Lo más llamativo no fue la postura del Ejecutivo. El Gobierno de Claudio Vidal viene sosteniendo desde hace meses el mismo discurso: crisis económica, dificultades financieras, necesidad de esperar mejores condiciones. Lo verdaderamente preocupante fue la actitud de los sindicatos.

Recorte de acta pararitaria, 08 am comenzó y a las 11 am cerraron el acto paritario dando nueva fecha de continuidad, 11 de junio y cuarto intermedio para el día 16 del corriente.
ATE llegó a la mesa sin haber discutido previamente una propuesta salarial con los trabajadores. Sin asambleas masivas. Sin un mandato claro. Sin un reclamo concreto sobre cuánto debería ganar un empleado estatal para recuperar parte del salario perdido frente a la inflación.
APAP y UPCN tampoco mostraron señales de movilización ni de construcción de fuerza para respaldar los reclamos que dicen representar.
En los hechos, pareciera que la urgencia salarial existe para los trabajadores, pero no para quienes negocian en su nombre.

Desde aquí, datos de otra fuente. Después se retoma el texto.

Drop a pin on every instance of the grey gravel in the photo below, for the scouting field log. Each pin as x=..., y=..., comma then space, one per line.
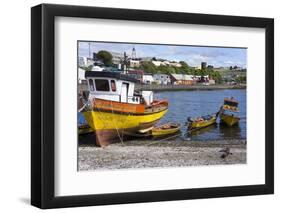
x=147, y=154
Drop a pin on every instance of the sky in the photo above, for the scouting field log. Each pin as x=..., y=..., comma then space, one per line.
x=192, y=55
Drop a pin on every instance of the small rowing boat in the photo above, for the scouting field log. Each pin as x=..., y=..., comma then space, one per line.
x=165, y=129
x=201, y=122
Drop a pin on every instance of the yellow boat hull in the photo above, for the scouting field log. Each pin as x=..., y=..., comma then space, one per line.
x=202, y=124
x=229, y=120
x=110, y=127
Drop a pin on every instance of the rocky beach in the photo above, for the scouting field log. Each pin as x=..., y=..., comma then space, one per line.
x=161, y=153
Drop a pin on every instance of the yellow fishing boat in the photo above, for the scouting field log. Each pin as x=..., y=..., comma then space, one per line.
x=165, y=129
x=228, y=112
x=201, y=122
x=114, y=109
x=229, y=120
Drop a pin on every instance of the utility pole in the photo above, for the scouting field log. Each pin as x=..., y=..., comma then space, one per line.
x=89, y=49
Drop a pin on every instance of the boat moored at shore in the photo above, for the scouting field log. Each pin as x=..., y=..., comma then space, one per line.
x=115, y=110
x=229, y=112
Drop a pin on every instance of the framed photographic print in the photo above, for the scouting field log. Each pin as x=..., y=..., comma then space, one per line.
x=139, y=106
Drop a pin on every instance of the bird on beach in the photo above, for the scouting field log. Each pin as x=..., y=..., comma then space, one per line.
x=226, y=152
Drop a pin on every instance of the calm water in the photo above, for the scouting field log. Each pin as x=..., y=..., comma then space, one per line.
x=183, y=104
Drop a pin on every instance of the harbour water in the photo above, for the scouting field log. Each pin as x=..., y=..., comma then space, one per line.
x=184, y=104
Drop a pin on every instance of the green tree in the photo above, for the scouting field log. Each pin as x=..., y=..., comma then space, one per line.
x=105, y=57
x=148, y=67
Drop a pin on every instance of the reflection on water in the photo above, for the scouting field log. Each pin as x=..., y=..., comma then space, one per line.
x=183, y=104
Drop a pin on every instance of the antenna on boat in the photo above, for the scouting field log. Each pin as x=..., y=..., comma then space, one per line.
x=89, y=49
x=134, y=53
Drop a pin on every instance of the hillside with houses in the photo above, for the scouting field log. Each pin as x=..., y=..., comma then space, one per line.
x=159, y=71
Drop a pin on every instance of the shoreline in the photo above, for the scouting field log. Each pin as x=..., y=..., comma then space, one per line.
x=148, y=154
x=154, y=87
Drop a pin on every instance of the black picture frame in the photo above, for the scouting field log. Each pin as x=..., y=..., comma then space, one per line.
x=43, y=105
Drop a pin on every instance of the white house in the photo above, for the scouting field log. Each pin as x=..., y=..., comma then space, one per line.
x=162, y=79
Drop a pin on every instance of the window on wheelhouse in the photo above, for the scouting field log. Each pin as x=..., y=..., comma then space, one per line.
x=102, y=85
x=113, y=86
x=91, y=84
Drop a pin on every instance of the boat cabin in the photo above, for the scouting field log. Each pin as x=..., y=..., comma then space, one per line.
x=117, y=87
x=231, y=102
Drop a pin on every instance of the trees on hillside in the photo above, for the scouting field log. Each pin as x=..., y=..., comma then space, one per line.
x=105, y=57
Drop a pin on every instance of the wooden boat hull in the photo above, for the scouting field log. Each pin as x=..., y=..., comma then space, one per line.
x=201, y=124
x=161, y=132
x=111, y=127
x=229, y=120
x=84, y=129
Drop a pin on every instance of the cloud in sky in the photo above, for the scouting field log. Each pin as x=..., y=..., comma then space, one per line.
x=193, y=55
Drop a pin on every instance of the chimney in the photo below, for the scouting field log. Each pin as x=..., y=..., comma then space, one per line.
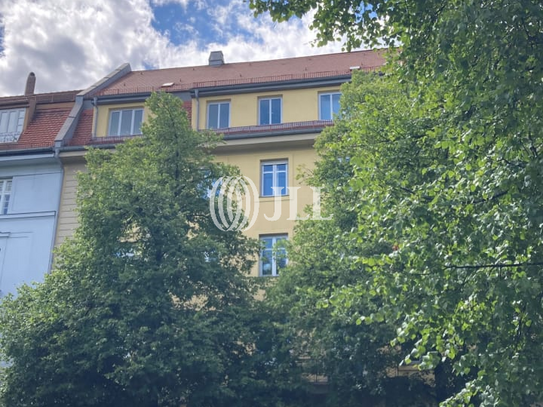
x=30, y=84
x=216, y=58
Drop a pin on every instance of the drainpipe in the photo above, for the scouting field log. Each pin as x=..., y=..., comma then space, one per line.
x=197, y=110
x=56, y=153
x=95, y=104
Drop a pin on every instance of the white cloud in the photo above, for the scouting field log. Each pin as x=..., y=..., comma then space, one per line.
x=70, y=44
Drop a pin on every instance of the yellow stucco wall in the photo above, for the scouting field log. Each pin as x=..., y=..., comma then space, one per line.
x=100, y=124
x=249, y=163
x=298, y=105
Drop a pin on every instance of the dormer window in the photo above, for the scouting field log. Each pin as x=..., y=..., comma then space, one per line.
x=329, y=105
x=218, y=115
x=11, y=124
x=125, y=122
x=269, y=111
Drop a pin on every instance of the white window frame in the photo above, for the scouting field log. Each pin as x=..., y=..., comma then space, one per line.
x=330, y=95
x=219, y=103
x=6, y=186
x=260, y=100
x=120, y=111
x=274, y=240
x=275, y=176
x=6, y=117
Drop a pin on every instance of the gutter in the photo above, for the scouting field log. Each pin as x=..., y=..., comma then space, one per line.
x=44, y=152
x=272, y=86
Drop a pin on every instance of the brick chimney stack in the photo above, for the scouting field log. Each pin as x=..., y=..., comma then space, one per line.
x=30, y=84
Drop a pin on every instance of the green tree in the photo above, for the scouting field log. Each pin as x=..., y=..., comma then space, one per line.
x=455, y=185
x=149, y=304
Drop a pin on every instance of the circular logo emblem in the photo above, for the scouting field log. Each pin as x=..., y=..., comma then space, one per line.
x=233, y=203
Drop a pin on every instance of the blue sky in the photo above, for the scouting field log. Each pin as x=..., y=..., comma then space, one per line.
x=70, y=44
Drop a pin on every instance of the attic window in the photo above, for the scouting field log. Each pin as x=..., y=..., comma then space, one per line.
x=11, y=125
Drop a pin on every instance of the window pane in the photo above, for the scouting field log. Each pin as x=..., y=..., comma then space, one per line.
x=335, y=103
x=265, y=111
x=213, y=116
x=21, y=121
x=281, y=258
x=13, y=119
x=276, y=111
x=325, y=107
x=4, y=118
x=224, y=115
x=138, y=118
x=268, y=184
x=282, y=182
x=5, y=205
x=114, y=124
x=126, y=123
x=266, y=262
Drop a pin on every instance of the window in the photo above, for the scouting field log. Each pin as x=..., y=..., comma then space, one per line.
x=126, y=122
x=218, y=115
x=272, y=258
x=11, y=122
x=5, y=194
x=274, y=178
x=269, y=111
x=328, y=105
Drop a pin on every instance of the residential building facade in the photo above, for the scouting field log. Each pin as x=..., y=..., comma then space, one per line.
x=30, y=183
x=270, y=113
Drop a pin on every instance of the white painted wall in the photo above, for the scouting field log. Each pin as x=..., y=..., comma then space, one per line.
x=27, y=231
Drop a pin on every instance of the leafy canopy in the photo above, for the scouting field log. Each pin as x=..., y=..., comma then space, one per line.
x=149, y=304
x=453, y=182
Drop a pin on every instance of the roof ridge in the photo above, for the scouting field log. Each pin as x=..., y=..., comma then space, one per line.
x=264, y=60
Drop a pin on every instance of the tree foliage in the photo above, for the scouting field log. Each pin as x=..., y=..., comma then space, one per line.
x=454, y=183
x=149, y=304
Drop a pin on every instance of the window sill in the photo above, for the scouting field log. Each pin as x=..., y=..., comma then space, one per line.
x=268, y=198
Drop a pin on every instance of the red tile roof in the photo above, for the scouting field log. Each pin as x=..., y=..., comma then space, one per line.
x=309, y=67
x=41, y=131
x=83, y=132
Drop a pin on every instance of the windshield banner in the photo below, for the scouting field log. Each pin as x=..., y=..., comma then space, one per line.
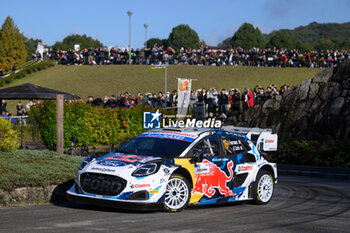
x=184, y=90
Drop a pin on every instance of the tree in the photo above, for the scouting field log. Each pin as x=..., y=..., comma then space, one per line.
x=12, y=48
x=303, y=47
x=84, y=42
x=248, y=37
x=226, y=43
x=183, y=36
x=31, y=45
x=324, y=44
x=281, y=40
x=156, y=42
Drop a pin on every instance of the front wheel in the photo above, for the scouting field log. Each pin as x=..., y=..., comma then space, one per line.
x=263, y=188
x=177, y=194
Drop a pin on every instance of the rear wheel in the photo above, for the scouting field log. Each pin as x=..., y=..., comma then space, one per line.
x=177, y=194
x=263, y=188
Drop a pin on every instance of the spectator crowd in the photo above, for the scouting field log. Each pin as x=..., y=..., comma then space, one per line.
x=218, y=103
x=202, y=56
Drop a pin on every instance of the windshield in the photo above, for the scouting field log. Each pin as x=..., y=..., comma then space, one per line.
x=158, y=147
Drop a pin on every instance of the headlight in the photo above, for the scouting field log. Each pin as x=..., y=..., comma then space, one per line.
x=146, y=170
x=86, y=160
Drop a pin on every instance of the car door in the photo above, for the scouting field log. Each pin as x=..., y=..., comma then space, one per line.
x=244, y=163
x=214, y=172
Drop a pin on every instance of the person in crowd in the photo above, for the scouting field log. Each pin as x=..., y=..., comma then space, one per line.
x=19, y=108
x=260, y=96
x=90, y=100
x=235, y=101
x=113, y=102
x=244, y=99
x=163, y=101
x=268, y=93
x=223, y=102
x=250, y=101
x=106, y=101
x=97, y=102
x=193, y=99
x=3, y=106
x=173, y=98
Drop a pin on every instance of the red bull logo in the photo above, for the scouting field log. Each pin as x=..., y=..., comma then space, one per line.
x=215, y=178
x=125, y=158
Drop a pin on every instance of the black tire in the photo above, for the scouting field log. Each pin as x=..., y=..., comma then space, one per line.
x=177, y=198
x=70, y=152
x=263, y=188
x=84, y=153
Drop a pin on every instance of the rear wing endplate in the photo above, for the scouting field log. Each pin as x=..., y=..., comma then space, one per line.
x=264, y=139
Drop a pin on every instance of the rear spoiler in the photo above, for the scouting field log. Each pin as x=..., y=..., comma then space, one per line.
x=264, y=139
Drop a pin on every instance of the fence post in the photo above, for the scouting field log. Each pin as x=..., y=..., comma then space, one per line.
x=33, y=131
x=59, y=124
x=21, y=119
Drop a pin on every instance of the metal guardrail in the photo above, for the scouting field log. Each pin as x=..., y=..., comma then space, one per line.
x=22, y=121
x=21, y=67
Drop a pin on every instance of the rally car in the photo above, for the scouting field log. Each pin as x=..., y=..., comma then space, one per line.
x=171, y=168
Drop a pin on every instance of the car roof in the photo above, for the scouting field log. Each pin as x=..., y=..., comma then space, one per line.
x=188, y=130
x=195, y=131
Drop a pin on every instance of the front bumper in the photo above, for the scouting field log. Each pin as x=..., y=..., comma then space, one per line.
x=125, y=205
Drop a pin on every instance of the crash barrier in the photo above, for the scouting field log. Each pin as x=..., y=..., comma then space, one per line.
x=19, y=68
x=27, y=127
x=316, y=172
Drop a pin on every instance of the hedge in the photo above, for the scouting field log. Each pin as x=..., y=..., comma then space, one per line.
x=9, y=138
x=28, y=70
x=93, y=125
x=313, y=153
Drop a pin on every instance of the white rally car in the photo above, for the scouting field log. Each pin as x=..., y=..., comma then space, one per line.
x=171, y=168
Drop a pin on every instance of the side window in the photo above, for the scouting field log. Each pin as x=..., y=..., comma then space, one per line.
x=232, y=145
x=210, y=146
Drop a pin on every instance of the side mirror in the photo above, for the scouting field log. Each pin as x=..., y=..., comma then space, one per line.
x=197, y=156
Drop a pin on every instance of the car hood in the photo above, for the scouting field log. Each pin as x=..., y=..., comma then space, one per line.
x=121, y=159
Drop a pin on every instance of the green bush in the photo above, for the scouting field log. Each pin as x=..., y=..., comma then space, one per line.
x=28, y=70
x=89, y=124
x=9, y=138
x=313, y=153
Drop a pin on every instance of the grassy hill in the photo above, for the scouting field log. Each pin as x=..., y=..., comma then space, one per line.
x=108, y=80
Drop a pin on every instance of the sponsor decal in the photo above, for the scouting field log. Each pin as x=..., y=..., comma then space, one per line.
x=201, y=168
x=102, y=169
x=166, y=170
x=209, y=123
x=217, y=179
x=243, y=168
x=140, y=186
x=125, y=158
x=111, y=163
x=151, y=120
x=168, y=136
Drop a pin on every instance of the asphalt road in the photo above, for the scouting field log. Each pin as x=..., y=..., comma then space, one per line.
x=299, y=205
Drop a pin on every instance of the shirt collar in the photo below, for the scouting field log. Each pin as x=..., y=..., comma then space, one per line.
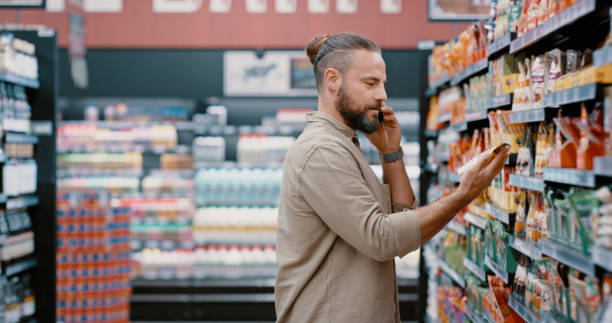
x=326, y=119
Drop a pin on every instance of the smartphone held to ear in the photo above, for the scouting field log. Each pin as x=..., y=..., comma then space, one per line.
x=491, y=152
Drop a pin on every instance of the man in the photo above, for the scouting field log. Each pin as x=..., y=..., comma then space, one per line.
x=339, y=228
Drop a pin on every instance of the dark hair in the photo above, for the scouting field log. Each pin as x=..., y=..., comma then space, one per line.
x=327, y=51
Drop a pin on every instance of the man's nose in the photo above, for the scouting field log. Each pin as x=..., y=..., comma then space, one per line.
x=381, y=94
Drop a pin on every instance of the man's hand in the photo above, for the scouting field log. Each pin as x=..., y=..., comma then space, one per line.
x=476, y=178
x=388, y=136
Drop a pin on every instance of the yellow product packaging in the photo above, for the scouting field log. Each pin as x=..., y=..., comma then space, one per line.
x=560, y=83
x=519, y=224
x=571, y=80
x=586, y=75
x=603, y=74
x=510, y=82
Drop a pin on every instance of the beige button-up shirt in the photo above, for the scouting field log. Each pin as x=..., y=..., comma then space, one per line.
x=337, y=236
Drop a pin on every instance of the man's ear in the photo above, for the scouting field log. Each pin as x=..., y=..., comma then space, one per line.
x=333, y=79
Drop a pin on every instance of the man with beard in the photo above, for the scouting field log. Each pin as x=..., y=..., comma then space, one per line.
x=339, y=228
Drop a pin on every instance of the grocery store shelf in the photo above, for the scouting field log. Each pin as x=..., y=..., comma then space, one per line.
x=451, y=273
x=456, y=227
x=511, y=160
x=570, y=176
x=499, y=45
x=527, y=182
x=564, y=18
x=445, y=117
x=499, y=272
x=432, y=168
x=142, y=282
x=602, y=257
x=454, y=177
x=461, y=126
x=431, y=133
x=602, y=56
x=499, y=101
x=78, y=172
x=567, y=256
x=232, y=165
x=476, y=220
x=475, y=269
x=435, y=87
x=522, y=310
x=531, y=115
x=573, y=95
x=475, y=317
x=19, y=80
x=471, y=70
x=20, y=266
x=501, y=215
x=181, y=149
x=20, y=138
x=443, y=157
x=476, y=116
x=429, y=92
x=602, y=166
x=525, y=248
x=21, y=202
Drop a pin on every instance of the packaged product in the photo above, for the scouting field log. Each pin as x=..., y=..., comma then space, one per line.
x=544, y=143
x=524, y=161
x=533, y=11
x=584, y=205
x=555, y=71
x=519, y=224
x=515, y=15
x=592, y=138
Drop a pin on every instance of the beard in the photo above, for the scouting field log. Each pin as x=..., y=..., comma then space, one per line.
x=357, y=119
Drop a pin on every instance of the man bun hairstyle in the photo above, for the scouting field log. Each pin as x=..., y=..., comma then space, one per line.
x=334, y=51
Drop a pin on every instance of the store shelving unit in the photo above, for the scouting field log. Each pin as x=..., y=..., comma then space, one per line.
x=478, y=271
x=567, y=256
x=580, y=10
x=42, y=95
x=527, y=182
x=561, y=31
x=209, y=298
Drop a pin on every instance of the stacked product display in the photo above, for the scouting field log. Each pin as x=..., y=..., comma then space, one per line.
x=534, y=246
x=93, y=257
x=18, y=256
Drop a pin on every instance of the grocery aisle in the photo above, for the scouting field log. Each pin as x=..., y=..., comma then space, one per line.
x=535, y=246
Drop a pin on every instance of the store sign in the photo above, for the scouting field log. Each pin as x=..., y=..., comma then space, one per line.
x=176, y=6
x=107, y=6
x=275, y=73
x=220, y=6
x=318, y=6
x=22, y=3
x=256, y=6
x=76, y=44
x=459, y=9
x=346, y=6
x=286, y=6
x=391, y=6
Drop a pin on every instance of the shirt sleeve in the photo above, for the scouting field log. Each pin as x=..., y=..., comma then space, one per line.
x=333, y=186
x=397, y=207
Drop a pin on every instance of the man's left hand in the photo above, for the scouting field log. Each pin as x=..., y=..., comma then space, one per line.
x=388, y=136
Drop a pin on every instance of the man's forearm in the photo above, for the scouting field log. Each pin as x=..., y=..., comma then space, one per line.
x=434, y=216
x=394, y=174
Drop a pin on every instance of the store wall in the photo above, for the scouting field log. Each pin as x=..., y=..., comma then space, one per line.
x=136, y=25
x=198, y=74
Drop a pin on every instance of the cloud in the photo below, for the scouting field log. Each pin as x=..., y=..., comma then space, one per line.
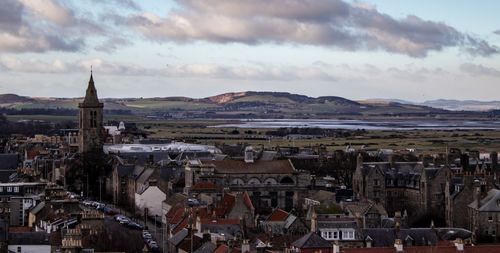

Recorte de acta pararitaria, deja ver el claro anuncio de la dilatación que pretenden en la discusión paritaria central
Porque mientras miles de familias estatales hacen malabares para pagar alquileres, medicamentos, servicios y alimentos, los sindicatos parecen conformarse con escuchar diagnósticos, firmar actas y esperar una próxima reunión.
La pregunta es inevitable: si el salario es una emergencia, ¿por qué no hubo medidas? ¿Por qué no hubo asambleas? ¿Por qué no hubo una reacción cuando el Gobierno pateó nuevamente la discusión para mediados de junio?
Cada vez son más los trabajadores que sienten que sus dirigentes dejaron de representar el malestar que existe en los sectores laborales.

Recorte de acta pararitaria, nosotros lo anticipamos el gobienro lo vendió como para 5 mil estatales endeudados y que solo el beneficio hiba a ser para 2 mil.
La distancia entre las conducciones sindicales y sus bases se agranda día a día. Los trabajadores reclaman aumentos. Los dirigentes reciben explicaciones.
Los trabajadores piden respuestas. Los dirigentes aceptan cronogramas.
Los trabajadores pierden salario. Los dirigentes ganan tiempo.
Mientras tanto, el Gobierno continúa administrando la crisis sin afrontar el costo político de un conflicto masivo porque quienes deberían encabezar esa pelea parecen más preocupados por sostener la mesa que por romperla.

Recorte de acta pararitaria, la misma historia con salud, patearon para el 12 la continuidad de la paritaria y para el 17 el cuarto intermedio.
Quizás por eso crece el desencanto, la desafiliación y la apatía sindical.
Porque cuando el barco empieza a hundirse, los trabajadores esperan que sus dirigentes estén al frente de la defensa.
Y no observando desde la costa cómo sube el agua.